Les Lycopodes seront suivis par les prêles et les fougères dont les premières espèces apparaîtront il y a environ 360 millions d’années. La différence entre les Lycopodes et leurs suivants concernent les feuilles. Les feuilles des Lycopodes sont très réduites, on les appelle des microphylles. Elles deviendront plus complexes chez leurs successeurs : elles seront parcourues non plus par un seul faisceau conducteur de sève mais par plusieurs (ces faisceaux correspondant aux nervures).
Un peu d’étymologie : le mot Lycopodium vient du grec lukos (loup) et podion (pied) faisant allusion à la ressemblance des pousses des Lycopodes, recouvertes de petites feuilles, avec le pied velu d’un loup
N’oubliez pas de lire ou relire notre article intitulé
Le Lycopode en massue a perdu ses massues!
pour en savoir plus sur les Lycopodes.
Une petite surprise : le Lycopode en massue a conservé ses massues, bien que nous soyons en février.
Les massues dont il est question ici ne doivent pas vous effrayer ; le Lycopode ne va pas s’en servir pour tenter de vous assommer si vous le piétinez par inadvertance. Il s’agit en réalité de ses strobiles.
Observons d’abord que les strobiles de la photo précédente sont de teinte ocre car desséchés (photo prise en février), tandis que ceux de la photo suivante sont vert clair et en voie de maturation (photo prise en juillet).
Un strobile (du grec ancien stróbilos, « qui tourne, toupie » ) est un épi constitué de feuilles d’un type particulier, appelées sporophylles. Sur la photo suivante, on peut voir que ces feuilles sont terminées par une soie blanche, tout comme les autres feuilles du Lycopode en massue.
La différence entre une sporophylle et une autre feuille du Lycopode en massue se trouve sur sa face supérieure (celle, cachée, qui fait face à la tige). Elle porte à son aisselle un sporange réniforme.
Le sporange est un petit sac dans lequel les spores sont produites. À maturité, le sporange s’ouvre par le haut et libère les spores qui donneront, peut-être, naissance à de nouveaux individus.
On peut comparer un strobile aux organes reproducteurs d’une fleur, ce qui reste après avoir enlevé les sépales et les pétales : les étamines (organes mâles) et le pistil (organe femelle).
Mais ceci fera l’objet d’un prochain billet.
Un Lycopode en cache un autre
Nous découvrons bientôt, à côté des Lycopodes en massue, d’autres plantes qui leur ressemblent un peu. Mais celles-ci ne rampent pas, elles sont dressées et obconiques, c’est-à-dire pareilles à des cônes renversés, mis sur leur pointe. Elles ressemblent à des cornets de frites.
L’identification
Examinons les feuilles de plus près (photo suivante) : elles sont comme de petites écailles appliquées contre le rameau. Elles sont opposées 2 à 2 et disposées sur 4 rangs : il y a les feuilles ventrales (2), les latérales (1 et 3) et les dorsales (non visibles). C’est un trait distinctif des espèces appartenant au genre Diphasiastrum.

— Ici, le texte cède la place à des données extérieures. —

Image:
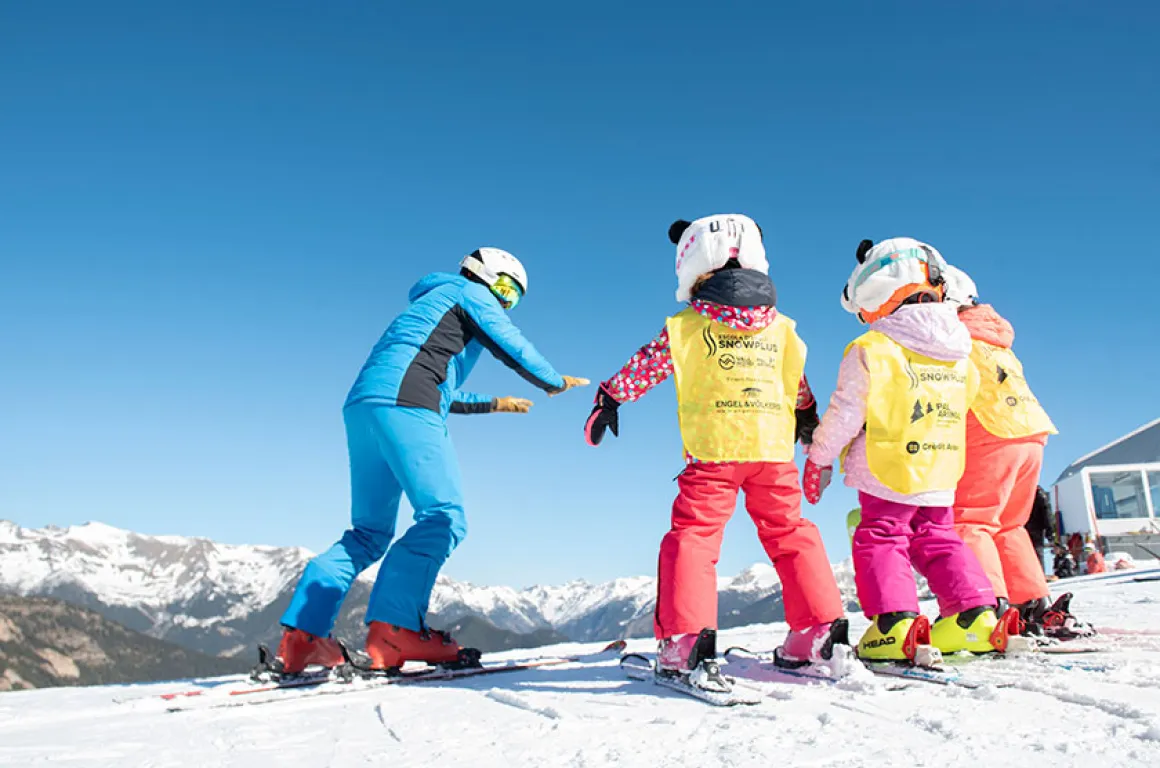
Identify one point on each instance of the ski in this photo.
(348, 679)
(350, 673)
(296, 690)
(724, 693)
(935, 675)
(1027, 663)
(761, 667)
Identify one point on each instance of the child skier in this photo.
(742, 401)
(396, 420)
(897, 415)
(1006, 433)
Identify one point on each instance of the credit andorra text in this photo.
(914, 448)
(730, 362)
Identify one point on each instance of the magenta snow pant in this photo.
(894, 536)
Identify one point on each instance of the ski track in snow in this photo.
(588, 715)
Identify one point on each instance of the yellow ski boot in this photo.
(899, 636)
(978, 630)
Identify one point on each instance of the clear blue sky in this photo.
(210, 211)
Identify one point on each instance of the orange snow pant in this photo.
(687, 579)
(992, 505)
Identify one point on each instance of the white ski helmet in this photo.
(891, 273)
(488, 263)
(961, 289)
(707, 244)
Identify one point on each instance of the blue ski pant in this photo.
(393, 450)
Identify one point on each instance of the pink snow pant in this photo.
(894, 536)
(687, 580)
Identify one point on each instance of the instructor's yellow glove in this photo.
(572, 382)
(510, 405)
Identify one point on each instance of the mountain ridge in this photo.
(224, 599)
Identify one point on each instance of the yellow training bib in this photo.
(1005, 405)
(736, 390)
(915, 415)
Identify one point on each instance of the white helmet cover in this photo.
(889, 267)
(488, 263)
(961, 289)
(709, 243)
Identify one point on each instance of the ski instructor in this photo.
(397, 436)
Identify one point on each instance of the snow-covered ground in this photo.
(591, 715)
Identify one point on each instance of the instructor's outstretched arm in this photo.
(492, 327)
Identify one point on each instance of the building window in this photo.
(1154, 486)
(1118, 494)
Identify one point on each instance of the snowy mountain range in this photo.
(223, 599)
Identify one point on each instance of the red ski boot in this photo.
(389, 646)
(299, 650)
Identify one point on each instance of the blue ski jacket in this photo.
(427, 353)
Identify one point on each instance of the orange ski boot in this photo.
(299, 650)
(389, 646)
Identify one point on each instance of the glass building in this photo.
(1114, 492)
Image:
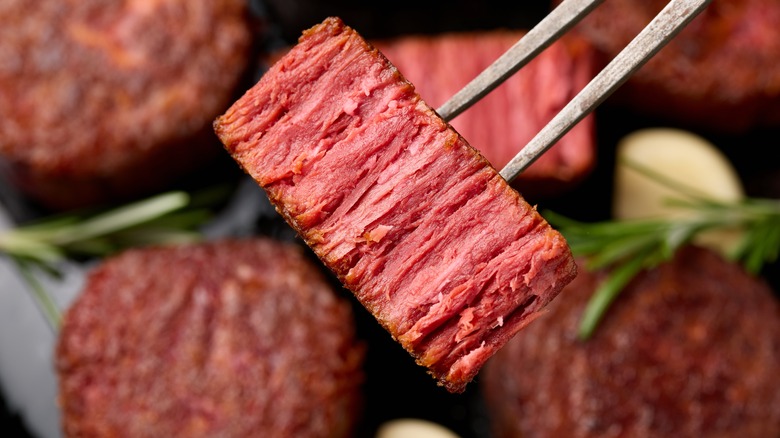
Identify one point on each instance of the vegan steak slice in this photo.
(448, 258)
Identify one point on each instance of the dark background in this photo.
(396, 387)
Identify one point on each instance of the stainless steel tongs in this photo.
(673, 18)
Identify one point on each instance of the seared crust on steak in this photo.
(414, 221)
(104, 101)
(690, 349)
(222, 339)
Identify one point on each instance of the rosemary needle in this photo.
(41, 246)
(625, 248)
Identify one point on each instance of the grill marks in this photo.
(430, 239)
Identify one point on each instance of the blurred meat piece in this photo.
(432, 241)
(501, 123)
(227, 339)
(721, 73)
(105, 101)
(690, 349)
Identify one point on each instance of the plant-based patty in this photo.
(228, 339)
(104, 101)
(690, 349)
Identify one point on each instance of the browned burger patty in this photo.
(226, 339)
(722, 72)
(107, 100)
(691, 349)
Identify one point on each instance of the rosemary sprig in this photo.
(42, 245)
(626, 248)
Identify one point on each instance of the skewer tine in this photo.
(673, 18)
(555, 24)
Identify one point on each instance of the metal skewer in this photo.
(668, 23)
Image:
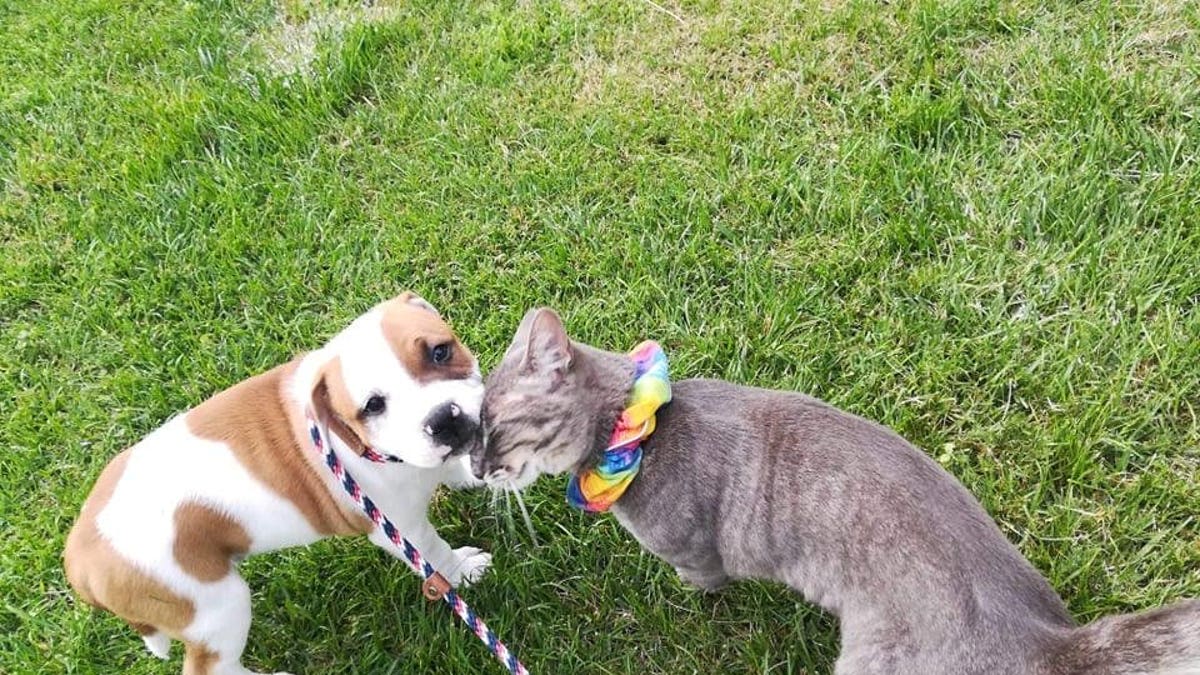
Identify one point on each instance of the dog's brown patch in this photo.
(106, 580)
(271, 442)
(207, 541)
(413, 330)
(335, 408)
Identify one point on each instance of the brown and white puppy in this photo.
(169, 518)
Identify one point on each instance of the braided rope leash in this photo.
(433, 585)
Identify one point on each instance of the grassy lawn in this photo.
(977, 221)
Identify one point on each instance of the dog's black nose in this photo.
(449, 425)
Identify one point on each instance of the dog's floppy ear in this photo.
(323, 407)
(417, 300)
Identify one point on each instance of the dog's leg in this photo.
(461, 566)
(215, 639)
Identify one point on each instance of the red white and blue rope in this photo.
(413, 556)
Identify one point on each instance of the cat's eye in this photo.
(375, 405)
(441, 353)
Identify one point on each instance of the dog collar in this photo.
(369, 453)
(598, 488)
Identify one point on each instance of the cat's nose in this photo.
(478, 464)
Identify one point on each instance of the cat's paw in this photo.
(472, 565)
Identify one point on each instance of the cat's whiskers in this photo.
(525, 514)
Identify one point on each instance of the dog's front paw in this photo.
(472, 565)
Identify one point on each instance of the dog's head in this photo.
(399, 381)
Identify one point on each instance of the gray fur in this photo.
(744, 483)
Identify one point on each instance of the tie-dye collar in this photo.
(601, 485)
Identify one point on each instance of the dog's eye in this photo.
(375, 405)
(441, 353)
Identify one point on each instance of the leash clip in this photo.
(435, 586)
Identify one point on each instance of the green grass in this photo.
(976, 221)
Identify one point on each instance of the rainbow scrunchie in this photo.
(598, 488)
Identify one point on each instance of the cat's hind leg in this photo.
(706, 579)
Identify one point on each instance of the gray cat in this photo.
(741, 483)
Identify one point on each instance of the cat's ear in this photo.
(546, 348)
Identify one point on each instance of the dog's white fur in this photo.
(173, 466)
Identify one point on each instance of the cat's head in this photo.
(541, 410)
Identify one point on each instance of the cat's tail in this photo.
(1159, 641)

Les feuilles ressemblent à des écailles appliquées contre le rameau et sont disposées sur 4 rangs (3 sont visibles sur la photo)
Comparez avec les feuilles du Lycopode en massue qui paraissent verticillées et sont étalées (presque perpendiculaires au rameau).
Comment différencier les espèces du genre Diphasiastrum ? Un premier critère est donné par les épis, les strobiles. Ceux-ci ne sont pas sessiles : ils sont portés par des pédoncules dépassant nettement 2 cm de longueur.
Observons à nouveau les feuilles : quelle que soit leur position, elles sont pratiquement semblables entre elles. Les feuilles ventrales sont aussi longues que les latérales. Elles ont en outre un aspect glauque, une coloration vert bleuté. Pas de doute : nous nous trouvons face au Lycopode petit Cyprès (Diphasiastrum tristachyum). Petit Cyprès parce qu’il ressemble à un petit conifère.
En Belgique, c’est le seul Diphasiastrum encore présent. Les autres espèces ont disparu.
Sa distribution
C’est une plante encore plus rare que le Lycopode en massue. En 2019, elle n’a été vue que dans 5 communes belges 5.

Observations validées du Lycopode petit Cyprès en Belgique durant l’année 2019
Source : Observations.be
En France, ce Lycopode est essentiellement cantonné au nord-est du pays (surtout dans les Vosges) ainsi que dans le Massif Central.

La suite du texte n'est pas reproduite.